Very little is known about the disease, its cause and how to treat it effectively.
British researchers found that symptoms of long-term COVID are reported more often by women, those in poor health before the pandemic and those in their 50s to 60s.
Researchers from King’s College, London, reviewed data from nearly 7,000 people in health surveys, as well as the electronic health records of more than 1.1 million people diagnosed with COVID-19.
They found that the chance of developing long-term COVID was 50 percent higher in women than in men.
The peer-reviewed data is consistent with findings from other studies that have shown women are more susceptible to long-term COVID, says Kirsty Short, a virologist at the University of Queensland.
“This study is strengthened because of the large sample size and also because they looked at multiple data sources.
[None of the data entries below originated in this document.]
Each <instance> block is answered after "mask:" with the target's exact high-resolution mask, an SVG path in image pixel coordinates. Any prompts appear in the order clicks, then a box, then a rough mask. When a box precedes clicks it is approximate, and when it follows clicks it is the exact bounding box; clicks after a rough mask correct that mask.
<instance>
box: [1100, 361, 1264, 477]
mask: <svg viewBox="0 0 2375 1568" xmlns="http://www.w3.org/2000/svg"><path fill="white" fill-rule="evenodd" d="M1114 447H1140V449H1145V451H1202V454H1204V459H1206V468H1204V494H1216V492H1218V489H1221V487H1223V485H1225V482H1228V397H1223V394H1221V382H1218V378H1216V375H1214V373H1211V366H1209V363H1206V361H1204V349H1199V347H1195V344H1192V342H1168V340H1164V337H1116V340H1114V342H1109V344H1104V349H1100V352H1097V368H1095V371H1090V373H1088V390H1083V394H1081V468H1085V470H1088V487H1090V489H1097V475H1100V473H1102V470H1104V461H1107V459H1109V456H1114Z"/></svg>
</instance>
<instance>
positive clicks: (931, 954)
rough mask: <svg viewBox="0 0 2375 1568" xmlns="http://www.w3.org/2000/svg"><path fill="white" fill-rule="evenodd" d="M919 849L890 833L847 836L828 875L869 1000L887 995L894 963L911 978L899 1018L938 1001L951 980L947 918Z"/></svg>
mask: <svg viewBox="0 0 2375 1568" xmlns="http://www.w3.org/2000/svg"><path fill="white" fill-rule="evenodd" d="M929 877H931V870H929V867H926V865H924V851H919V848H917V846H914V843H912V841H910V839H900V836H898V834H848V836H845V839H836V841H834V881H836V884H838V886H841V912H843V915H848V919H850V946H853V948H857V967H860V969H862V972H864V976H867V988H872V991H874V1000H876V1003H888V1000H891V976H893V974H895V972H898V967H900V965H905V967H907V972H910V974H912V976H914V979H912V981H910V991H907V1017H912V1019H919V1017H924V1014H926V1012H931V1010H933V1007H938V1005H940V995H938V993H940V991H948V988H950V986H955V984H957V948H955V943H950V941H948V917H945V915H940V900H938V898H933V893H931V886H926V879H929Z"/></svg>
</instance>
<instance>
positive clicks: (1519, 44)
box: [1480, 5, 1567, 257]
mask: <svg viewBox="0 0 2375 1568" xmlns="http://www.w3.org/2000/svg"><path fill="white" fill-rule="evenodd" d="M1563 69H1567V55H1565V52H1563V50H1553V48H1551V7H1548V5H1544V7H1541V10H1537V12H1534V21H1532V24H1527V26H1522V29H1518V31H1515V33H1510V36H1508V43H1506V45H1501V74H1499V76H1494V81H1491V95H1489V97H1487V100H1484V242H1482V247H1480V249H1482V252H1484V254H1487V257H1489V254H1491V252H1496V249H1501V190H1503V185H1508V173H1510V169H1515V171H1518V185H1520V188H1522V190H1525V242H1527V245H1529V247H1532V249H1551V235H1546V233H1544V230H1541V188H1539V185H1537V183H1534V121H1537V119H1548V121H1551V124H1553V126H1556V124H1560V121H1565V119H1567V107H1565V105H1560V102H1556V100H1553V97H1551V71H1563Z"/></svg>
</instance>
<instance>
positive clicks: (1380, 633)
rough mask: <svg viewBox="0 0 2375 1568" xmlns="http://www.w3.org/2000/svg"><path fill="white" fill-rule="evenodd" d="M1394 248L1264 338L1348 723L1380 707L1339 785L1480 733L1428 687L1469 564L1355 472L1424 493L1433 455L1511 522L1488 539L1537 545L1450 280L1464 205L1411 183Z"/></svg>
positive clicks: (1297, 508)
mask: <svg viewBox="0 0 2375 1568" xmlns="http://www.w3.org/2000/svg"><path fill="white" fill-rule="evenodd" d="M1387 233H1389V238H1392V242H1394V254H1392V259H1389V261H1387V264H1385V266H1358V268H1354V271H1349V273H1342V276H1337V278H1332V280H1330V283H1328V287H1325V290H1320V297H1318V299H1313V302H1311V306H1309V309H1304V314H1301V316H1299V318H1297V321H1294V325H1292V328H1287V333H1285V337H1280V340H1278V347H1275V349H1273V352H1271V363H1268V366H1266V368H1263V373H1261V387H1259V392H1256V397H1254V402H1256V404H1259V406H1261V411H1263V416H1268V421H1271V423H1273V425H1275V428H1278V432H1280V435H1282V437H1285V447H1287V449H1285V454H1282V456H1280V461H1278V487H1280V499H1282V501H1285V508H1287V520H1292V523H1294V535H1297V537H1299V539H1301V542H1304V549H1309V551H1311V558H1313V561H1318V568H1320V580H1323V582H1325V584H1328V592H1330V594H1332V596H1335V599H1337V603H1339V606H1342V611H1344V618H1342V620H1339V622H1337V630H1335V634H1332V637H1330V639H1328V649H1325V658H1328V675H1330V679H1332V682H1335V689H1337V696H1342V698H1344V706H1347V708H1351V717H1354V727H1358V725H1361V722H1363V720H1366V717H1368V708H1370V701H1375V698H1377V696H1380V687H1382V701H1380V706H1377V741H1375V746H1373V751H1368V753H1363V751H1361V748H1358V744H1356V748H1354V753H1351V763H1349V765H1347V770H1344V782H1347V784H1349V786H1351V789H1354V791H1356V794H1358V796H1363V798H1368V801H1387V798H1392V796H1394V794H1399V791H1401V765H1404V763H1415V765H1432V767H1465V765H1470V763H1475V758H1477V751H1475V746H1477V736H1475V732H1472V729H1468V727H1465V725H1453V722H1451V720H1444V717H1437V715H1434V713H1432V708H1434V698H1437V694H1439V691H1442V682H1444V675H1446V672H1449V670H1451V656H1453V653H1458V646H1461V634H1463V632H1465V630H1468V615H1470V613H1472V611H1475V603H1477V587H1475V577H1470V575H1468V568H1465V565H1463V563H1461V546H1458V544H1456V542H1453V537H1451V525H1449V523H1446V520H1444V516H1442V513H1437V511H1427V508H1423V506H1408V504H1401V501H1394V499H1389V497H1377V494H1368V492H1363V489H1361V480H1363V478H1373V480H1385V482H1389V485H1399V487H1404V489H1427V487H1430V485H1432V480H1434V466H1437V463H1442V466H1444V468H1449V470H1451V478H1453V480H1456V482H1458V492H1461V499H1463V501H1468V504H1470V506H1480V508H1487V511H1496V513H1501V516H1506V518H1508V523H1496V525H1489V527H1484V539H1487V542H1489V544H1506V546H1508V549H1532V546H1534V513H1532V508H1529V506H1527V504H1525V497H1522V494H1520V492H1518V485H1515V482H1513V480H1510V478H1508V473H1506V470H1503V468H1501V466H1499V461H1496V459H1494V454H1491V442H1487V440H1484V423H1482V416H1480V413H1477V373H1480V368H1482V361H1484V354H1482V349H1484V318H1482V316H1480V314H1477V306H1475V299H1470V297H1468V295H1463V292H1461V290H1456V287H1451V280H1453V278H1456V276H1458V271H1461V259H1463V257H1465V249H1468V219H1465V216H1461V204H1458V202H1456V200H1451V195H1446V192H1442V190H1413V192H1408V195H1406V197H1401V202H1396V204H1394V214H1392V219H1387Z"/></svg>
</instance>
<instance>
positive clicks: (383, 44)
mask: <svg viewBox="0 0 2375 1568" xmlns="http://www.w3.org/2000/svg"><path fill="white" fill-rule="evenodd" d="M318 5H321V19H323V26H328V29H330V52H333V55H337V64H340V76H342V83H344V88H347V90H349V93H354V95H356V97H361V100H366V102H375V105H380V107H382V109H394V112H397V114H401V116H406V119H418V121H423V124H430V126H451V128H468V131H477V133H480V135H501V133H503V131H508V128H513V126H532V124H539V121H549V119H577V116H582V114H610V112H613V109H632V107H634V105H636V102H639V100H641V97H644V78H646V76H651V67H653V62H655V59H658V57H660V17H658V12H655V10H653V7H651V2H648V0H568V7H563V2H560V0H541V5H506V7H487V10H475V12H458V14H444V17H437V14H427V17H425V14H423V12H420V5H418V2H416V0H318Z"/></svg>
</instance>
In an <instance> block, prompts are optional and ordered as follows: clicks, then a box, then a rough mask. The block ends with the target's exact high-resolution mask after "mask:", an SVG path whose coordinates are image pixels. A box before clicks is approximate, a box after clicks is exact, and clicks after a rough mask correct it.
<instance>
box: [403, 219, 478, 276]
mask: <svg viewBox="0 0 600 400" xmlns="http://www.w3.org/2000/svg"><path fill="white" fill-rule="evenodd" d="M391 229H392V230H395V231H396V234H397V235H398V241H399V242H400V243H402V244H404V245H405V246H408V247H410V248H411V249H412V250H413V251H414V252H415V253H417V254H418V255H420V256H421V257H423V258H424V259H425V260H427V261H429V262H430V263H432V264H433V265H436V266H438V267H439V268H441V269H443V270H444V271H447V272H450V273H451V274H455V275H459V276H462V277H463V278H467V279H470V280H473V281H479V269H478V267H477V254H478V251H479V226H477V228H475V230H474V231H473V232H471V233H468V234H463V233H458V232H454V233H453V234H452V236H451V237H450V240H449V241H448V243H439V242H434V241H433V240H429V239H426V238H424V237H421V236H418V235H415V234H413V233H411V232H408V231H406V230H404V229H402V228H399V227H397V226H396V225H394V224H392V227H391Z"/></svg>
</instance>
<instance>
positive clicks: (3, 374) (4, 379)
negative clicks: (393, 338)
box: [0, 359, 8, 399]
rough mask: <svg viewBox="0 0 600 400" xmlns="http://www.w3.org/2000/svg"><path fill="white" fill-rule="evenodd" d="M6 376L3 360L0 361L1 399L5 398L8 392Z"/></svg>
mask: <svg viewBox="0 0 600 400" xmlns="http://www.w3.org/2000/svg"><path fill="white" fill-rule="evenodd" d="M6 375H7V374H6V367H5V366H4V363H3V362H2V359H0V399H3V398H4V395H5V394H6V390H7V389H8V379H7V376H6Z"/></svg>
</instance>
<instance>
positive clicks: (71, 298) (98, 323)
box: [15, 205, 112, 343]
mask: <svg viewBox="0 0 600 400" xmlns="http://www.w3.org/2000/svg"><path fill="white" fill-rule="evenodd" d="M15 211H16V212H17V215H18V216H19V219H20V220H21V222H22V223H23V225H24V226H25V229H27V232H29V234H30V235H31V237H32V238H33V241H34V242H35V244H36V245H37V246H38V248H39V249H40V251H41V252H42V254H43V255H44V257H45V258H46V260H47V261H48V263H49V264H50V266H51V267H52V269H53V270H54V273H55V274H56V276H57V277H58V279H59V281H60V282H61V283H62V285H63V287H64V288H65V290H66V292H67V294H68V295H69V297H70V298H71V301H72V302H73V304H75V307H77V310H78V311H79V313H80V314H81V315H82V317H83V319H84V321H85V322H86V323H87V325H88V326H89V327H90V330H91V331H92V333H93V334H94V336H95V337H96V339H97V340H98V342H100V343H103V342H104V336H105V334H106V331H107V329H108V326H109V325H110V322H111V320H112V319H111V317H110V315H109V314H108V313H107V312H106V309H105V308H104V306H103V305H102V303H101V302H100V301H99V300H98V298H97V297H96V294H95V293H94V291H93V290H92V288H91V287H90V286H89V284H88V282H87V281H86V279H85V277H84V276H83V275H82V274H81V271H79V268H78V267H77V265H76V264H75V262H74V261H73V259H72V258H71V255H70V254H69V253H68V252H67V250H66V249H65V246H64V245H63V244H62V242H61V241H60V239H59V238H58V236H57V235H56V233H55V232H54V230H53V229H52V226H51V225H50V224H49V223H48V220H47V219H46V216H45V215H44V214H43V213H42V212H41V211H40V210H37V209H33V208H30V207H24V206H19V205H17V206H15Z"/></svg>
So I think this study is very strong and robust,” said Dr. short.
Age seems to be a factor, with your chance of developing COVID long-term increasing until age 70.
In addition, researchers say that having asthma increases your chances of getting the post-viral disease.
Interestingly, they found no strong evidence of associations of long-term COVID with a previous medical history of diabetes, high blood pressure, or high cholesterol.
“Given the magnitude of the pandemic, even a small proportion of individuals with long-term COVID will bear a large burden of permanent illness,” the study authors said.
Thousands of patients, but no real treatments
Many Australians are struggling with prolonged COVID.
While there are no official prevalence figures here, foreign data suggests that between 10 and 30 percent of people who contract COVID-19 will have ongoing health problems.
Many patients can develop a condition known as postural orthostatic tachycardia syndrome, or POTS.
Standing up makes your heart beat faster and blood pressure drops, which can lead to severe fatigue, headaches and difficulty concentrating.
With seven million Australians contracting the virus, even if 5 percent of people get long-term COVID, that could mean up to 350,000 people will be affected.
“This is something we really need to focus on, in the scientific community, in the medical community and in public health,” said Dr. short.
“There will be a burden of disease from long-term COVID, but just how important and what it means for the workforce and the health care system, we don’t really know yet.”
Many longtime COVID patients who have contacted the ABC, such as Michelle, have said they could no longer work and struggled with daily life.
Long COVID clinics have been set up in major hospitals in most states and territories that provide rehabilitation, physical therapy, and psychological support, among other things.
However, few drugs can help patients regain the physical and cognitive abilities they had before they got the virus.
“The real difficulty we have with long-term COVID is that we don’t have a great diagnostic test and we don’t have a great treatment,” said Dr. short.
The lab of Dr. Short at the University of Queensland is working on a diagnostic tool for long-term COVID, focusing on the role inflammation plays in the disease.
“If we can understand how long COVID develops, we can develop better treatments for patients who have long-term COVID,” she said.
There are also many studies trying out potential treatments, such as anti-inflammatories or antivirals.
Ms. Answerth is now helping run a Facebook community page for long-term COVID patients.
Given the lack of understanding of the disease, or research into it, the 1,400-member group has become a staple form of support for patients to share their experiences.
“There are men who are active in the group, but it’s mostly women. I see a lot of people who have been active before and say, ‘This has really changed my life,'” she said.
It is for that reason, Ms Answerth hopes any research into the disease will help find new treatments and support for those who have the condition.